ディリウスのことだ。さもありなん話だった。
「ねぇ、ディル」
「なんだ?」
「イシリオン様を差し置いて結婚できないって気持ちもわかるけど、婚約ならいいんじゃない?」
ローズマリーがそう言うと、ディリウスは思った以上に驚いた顔をした。
「婚約しても……いい、のか?」
「そりゃ、いいでしょう。国王陛下もイシリオン様も、反対されるような方じゃないわ」
「そうじゃなくて、その……婚約者に」
心なしか、ディリウスの顔が赤い。こんなに可愛い一面もあったのかと、新鮮な気持ちで見上げた。
「もちろん断らないわよ。イザベラはディリウスが大好きなんだから。昨日なんて目をハートにしてたわよ」
「あ……ああ、イザベラ、な……」
照れ隠しなのか、ディリウスは顔を背けてしまった。
恥ずかしがる必要はないと言っても、こういう性格なのだから言っても無駄だ。
「お似合いだと思うわよ、ディルとイザベラ」
「……そう思うか?」
「ええ」
頷いて見せるも、飲み下せない何かが喉につかえているようで、気持ちが悪い。
(私がイザベラを好きじゃないから、心から応援してあげられないんだわ。でもディルが彼女を好きなら、関係のない私が私情を挟むわけにいかないわよね)
イザベラなんかを好きにならないでと、言えるわけもない。言ったところで人の心は簡単に変えられないのだから。
「ローズはどうするんだ」
「私?」
「お前もいい年だろ」
「私はもちろん、レオ様と結婚するわ」
「いつ諦める?」
空色の瞳に真っ直ぐ見つめられる。やはりさっさと諦めてほしいのだ。イザベラと結婚するために。
「……諦めないわ。知ってるでしょう?」
「二十五になっても?」
「ええ」
「レオの年齢の二十八を過ぎてもか」
「ええ」
「六十歳は」
その言い草に、涙が込み上げて来る。
諦めない。いくつになっても、必ずレオナードをエメラルド化から解く方法を探し出してみせる。

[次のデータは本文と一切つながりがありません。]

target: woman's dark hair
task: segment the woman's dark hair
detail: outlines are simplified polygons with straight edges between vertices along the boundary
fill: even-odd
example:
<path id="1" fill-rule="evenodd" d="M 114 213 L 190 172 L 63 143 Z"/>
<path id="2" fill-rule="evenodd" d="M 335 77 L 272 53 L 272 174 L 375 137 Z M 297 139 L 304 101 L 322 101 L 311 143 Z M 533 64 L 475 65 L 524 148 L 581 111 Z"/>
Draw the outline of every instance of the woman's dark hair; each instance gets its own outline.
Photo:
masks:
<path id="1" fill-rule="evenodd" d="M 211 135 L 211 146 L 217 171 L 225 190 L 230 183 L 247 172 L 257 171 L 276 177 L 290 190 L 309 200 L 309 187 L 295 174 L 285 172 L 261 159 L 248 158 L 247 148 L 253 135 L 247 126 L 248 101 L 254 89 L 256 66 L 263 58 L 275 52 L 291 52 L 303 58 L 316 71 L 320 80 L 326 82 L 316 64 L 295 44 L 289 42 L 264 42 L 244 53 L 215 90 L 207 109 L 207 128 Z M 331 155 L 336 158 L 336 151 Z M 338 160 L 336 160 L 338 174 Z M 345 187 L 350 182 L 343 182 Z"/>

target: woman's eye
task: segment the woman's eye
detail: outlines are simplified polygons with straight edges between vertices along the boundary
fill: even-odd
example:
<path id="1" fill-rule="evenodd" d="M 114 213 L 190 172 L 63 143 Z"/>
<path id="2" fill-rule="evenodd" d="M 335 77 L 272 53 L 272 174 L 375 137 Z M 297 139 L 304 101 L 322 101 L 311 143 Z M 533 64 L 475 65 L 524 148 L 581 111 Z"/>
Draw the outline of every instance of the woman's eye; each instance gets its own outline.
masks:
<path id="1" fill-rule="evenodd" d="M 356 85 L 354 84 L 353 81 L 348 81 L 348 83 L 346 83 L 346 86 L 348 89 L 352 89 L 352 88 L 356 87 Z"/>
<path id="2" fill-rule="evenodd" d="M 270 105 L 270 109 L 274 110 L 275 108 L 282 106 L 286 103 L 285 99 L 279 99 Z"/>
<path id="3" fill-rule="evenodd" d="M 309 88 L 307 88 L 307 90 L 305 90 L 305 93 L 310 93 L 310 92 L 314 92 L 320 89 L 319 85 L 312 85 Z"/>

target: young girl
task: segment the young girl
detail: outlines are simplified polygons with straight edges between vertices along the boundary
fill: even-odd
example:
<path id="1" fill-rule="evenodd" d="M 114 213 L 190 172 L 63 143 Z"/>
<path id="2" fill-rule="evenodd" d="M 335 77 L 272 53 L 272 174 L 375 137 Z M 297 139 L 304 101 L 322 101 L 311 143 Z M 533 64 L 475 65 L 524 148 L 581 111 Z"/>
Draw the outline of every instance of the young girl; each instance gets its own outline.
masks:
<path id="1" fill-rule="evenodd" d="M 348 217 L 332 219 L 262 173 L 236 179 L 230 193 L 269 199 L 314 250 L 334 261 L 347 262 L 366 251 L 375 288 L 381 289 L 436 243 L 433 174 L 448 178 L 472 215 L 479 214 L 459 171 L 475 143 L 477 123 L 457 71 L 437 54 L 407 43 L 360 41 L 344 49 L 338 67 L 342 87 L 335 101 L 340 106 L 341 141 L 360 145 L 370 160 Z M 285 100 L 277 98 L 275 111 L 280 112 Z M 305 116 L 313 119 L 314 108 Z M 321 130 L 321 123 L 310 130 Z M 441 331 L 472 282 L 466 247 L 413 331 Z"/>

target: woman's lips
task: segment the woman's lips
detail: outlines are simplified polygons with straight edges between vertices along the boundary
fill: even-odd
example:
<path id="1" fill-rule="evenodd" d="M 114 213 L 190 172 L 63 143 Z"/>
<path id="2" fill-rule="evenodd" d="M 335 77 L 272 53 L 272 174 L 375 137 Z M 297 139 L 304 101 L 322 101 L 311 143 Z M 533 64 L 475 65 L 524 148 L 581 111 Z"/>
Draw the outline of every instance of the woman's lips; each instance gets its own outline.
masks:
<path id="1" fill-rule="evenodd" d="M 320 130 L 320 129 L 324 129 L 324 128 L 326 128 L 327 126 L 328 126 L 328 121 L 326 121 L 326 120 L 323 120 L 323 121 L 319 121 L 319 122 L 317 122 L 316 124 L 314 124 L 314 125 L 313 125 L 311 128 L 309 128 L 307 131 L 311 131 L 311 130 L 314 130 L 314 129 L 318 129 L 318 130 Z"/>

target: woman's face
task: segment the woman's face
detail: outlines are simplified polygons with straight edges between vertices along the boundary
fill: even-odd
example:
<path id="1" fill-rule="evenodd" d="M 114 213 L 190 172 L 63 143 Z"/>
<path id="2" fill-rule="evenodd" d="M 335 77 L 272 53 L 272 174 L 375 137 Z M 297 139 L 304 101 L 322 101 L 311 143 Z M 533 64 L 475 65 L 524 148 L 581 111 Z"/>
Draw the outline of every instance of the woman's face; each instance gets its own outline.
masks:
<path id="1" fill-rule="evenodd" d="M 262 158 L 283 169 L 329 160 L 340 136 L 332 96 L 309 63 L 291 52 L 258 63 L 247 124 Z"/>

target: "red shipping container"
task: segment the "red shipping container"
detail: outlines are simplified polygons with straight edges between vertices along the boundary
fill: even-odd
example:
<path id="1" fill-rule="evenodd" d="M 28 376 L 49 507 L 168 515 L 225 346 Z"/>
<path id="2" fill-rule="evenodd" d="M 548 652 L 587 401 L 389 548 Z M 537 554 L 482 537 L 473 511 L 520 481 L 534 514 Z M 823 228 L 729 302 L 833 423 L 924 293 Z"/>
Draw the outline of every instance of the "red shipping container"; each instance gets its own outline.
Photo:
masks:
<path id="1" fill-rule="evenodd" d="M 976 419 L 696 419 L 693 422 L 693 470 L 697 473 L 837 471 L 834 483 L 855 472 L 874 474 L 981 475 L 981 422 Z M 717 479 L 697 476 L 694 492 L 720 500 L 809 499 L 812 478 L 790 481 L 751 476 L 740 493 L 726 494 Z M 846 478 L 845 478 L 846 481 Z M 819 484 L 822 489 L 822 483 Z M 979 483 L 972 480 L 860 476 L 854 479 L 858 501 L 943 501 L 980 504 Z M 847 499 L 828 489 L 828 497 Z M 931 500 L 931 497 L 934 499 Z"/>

そんな決心を揺さぶってくるディリウスの発言に、怒りと悲しみが混在した。
レオナードのエメラルド化を解除できた時、ローズマリーが六十歳になっていたとして。その時レオナードは、一人の女性として愛してくれるだろうか。
もし見向きもされなかったら、ローズマリーはずっと報われない努力をし続けることになる。助けられるのは嬉しくとも、それでは悲しすぎた。
(早くレオナード様を助けたい……今すぐにでも! お願い、神様!!)
そう願った瞬間、いつかのように頭に記憶が流れ込んでくる。
「う、ああぁあっ! また……っ」
「ローズ!?」
ローズマリーは痛む頭を押さえると、そのまま意識を手放した。